Theodor Gottlieb von Hippel (31 January 1741 – 23 April 1796) was a German satirical and humorous writer.

Hippel was born at Gerdauen in the Kingdom of Prussia, where his father was rector of a school. He enjoyed an excellent education at home, and in his sixteenth year he entered the University of Königsberg as a student of theology. Among his instructors was the philosopher Immanuel Kant, and the two became close friends. Interrupting his studies, he went, on the invitation of a friend, to St Petersburg, where he was introduced at the court of the empress Catherine II. Returning to Königsberg he became a tutor in a private family; but, falling in love with a young lady of high position, his ambition was aroused, and giving up his tutorship he devoted himself with enthusiasm to legal studies. He was successful in his profession, and in 1780 was appointed chief burgomaster in Königsberg, and in 1786 privy councillor of war and president of the town. As he rose in the world, however, his inclination for matrimony vanished, and the lady who had stimulated his ambition was forgotten. He died at Königsberg on 23 April 1796, leaving a considerable fortune.

Hippel had extraordinary talents, rich in wit and fancy, but his was a character full of contrasts and contradictions. Cautiousness and ardent passion, dry pedantry and piety, morality and sensuality; simplicity and ostentation composed his nature and, hence, his literary productions never attained artistic finish.
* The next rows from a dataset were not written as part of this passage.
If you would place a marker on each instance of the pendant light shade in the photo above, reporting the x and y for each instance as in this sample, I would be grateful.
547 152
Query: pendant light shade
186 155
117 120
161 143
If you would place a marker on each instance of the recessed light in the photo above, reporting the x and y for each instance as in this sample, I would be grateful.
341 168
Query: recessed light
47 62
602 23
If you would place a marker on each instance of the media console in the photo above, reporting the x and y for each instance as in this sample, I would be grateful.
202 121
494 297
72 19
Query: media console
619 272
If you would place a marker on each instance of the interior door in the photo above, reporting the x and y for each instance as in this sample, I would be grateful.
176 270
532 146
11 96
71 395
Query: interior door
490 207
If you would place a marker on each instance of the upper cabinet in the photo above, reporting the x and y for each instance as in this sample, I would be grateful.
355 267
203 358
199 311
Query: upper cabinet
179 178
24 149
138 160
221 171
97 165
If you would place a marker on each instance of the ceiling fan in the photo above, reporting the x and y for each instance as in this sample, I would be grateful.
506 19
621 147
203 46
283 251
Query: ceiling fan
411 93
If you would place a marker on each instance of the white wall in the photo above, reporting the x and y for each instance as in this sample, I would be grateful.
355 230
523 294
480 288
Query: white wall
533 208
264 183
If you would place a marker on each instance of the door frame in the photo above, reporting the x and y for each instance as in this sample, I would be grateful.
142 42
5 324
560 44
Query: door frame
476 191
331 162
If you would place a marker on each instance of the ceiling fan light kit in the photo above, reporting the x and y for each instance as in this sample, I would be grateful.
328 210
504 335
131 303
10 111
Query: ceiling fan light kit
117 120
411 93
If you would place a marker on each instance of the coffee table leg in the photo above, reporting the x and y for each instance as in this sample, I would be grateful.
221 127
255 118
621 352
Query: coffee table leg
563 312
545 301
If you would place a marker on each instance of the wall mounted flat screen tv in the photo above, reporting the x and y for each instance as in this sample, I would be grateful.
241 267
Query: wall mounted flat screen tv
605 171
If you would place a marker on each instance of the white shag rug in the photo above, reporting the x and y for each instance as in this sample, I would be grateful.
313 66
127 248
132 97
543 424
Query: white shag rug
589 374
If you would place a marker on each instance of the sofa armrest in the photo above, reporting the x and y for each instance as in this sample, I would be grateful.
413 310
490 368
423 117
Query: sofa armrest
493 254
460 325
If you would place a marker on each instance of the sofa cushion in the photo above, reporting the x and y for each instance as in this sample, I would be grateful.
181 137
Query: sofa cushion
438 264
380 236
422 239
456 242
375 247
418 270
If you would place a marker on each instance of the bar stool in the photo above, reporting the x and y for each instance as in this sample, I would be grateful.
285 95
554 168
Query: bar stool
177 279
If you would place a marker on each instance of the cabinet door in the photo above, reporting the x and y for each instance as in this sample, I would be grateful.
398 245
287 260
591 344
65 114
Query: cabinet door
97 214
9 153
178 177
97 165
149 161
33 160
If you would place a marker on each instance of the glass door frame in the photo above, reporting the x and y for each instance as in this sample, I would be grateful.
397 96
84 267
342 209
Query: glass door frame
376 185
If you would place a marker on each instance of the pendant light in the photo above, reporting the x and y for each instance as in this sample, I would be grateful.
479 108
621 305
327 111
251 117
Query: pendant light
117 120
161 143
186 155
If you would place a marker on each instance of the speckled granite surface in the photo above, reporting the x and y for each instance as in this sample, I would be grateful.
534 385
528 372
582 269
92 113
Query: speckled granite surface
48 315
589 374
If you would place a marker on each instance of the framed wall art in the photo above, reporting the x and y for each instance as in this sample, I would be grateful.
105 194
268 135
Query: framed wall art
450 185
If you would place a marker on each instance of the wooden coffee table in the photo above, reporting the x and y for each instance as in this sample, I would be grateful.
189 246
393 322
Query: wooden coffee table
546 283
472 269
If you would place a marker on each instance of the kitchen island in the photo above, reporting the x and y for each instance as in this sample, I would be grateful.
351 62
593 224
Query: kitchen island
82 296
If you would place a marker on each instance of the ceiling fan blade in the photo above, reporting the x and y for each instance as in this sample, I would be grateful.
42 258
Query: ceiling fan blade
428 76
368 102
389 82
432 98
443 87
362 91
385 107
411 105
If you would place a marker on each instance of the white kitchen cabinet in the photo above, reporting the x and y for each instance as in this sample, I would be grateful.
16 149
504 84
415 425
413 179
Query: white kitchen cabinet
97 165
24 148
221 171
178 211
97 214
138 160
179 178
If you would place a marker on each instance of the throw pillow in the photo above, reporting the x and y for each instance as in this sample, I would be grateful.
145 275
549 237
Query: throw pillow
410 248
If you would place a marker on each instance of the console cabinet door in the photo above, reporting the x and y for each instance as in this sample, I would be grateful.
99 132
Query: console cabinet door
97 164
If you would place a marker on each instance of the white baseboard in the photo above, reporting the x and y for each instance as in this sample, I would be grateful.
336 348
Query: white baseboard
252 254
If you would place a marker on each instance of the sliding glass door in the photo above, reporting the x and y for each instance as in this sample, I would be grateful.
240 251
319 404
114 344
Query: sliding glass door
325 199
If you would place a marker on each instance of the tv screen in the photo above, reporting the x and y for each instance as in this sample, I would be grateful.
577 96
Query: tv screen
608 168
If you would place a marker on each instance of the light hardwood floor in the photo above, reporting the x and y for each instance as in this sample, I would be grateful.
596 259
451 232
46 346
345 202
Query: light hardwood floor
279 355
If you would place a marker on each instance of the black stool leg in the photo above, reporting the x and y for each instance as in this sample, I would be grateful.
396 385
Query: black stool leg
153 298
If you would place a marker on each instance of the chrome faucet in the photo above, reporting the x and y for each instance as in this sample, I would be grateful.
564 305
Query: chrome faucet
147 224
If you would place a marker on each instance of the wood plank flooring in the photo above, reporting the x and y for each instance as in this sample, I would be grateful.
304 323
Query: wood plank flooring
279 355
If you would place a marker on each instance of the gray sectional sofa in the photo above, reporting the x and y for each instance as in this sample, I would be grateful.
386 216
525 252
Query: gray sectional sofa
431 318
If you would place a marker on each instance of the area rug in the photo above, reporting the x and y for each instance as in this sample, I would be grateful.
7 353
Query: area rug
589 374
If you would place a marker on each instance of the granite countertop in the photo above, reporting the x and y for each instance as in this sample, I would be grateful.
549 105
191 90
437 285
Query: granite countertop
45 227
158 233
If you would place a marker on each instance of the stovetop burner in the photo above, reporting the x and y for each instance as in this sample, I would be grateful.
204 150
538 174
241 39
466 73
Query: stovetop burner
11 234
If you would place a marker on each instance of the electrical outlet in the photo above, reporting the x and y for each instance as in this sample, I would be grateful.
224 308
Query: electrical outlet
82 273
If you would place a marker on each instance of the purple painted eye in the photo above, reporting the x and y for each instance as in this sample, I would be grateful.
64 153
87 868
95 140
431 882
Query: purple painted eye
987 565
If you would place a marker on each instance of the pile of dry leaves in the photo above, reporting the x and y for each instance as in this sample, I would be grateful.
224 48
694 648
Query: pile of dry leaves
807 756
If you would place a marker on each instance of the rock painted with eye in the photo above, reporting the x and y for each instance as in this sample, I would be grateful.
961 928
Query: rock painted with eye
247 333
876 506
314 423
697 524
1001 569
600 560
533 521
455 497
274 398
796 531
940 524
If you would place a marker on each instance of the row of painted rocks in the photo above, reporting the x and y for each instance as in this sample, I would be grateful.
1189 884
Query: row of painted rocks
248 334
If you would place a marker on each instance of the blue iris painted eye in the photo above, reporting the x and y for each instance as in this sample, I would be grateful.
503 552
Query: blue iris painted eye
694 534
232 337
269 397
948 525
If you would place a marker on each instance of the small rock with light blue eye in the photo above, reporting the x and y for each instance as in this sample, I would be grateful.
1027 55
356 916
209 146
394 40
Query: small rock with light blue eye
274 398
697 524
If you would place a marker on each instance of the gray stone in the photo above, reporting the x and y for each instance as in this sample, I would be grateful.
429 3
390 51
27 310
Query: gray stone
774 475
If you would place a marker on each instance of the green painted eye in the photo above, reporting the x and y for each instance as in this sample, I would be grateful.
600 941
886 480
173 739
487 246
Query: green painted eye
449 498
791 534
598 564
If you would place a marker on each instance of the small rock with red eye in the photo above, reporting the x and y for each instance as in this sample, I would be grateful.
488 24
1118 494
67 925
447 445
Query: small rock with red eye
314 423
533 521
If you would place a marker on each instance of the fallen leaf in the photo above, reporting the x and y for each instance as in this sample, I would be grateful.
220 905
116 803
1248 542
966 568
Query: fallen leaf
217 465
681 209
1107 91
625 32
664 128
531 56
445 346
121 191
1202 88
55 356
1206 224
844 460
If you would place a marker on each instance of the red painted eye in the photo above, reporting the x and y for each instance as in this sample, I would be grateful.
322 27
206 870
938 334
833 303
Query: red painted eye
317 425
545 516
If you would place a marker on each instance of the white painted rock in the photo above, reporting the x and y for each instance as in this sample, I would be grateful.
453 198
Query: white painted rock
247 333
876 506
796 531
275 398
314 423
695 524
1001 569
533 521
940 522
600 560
In his Lebenslaufe nach aufsteigender Linie (1778–81) he intended to describe the lives of his father and grandfather, but he eventually confined himself to his own. It is an autobiography, in which persons well known to him are introduced, together with a mass of heterogeneous reflections on life and philosophy. Kreuz- and Querzüge des Ritters A bis Z (1793–94) is a satire levelled against the follies of the age: ancestral pride and the thirst for orders, decoration and the like.

Among others of his better known works were Über die Ehe (1774) and Über die bürgerliche Verbesserung der Weiber (1792). In the latter essay, Hippel argued that the natural traits of women make them superior for many tasks, especially education. According to Jane Kneller, Hippel's "central claim" in this essay is that "excluding women from the public square is a travesty of justice that prevents the advancement of humanity toward genuine civilization." Timothy F. Sellner has produced an English translation of this work under the title On Improving the Status of Women. Hippel was once called the fore-runner of Jean Paul, and had some resemblance to this author, in his constant digressions and in the interweaving of scientific matter in his narrative. Like Richter he was strongly influenced by Laurence Sterne. He never married.

In 1827–38 a collected edition of Hippel's works in 14 volumes was issued at Berlin. Über die Ehe was edited by Emil Brenning (Leipzig, 1872) and Gustav Moldenhauer (Leipzig, n.d. [c. 1905]), and the Lebenslaufe nach aufsteigender Linie, in a modernized edition by Alexander von Oettingen (1878), went through several editions. See J Czerny, Sterne, Hippel and Jean Paul (Berlin, 1904).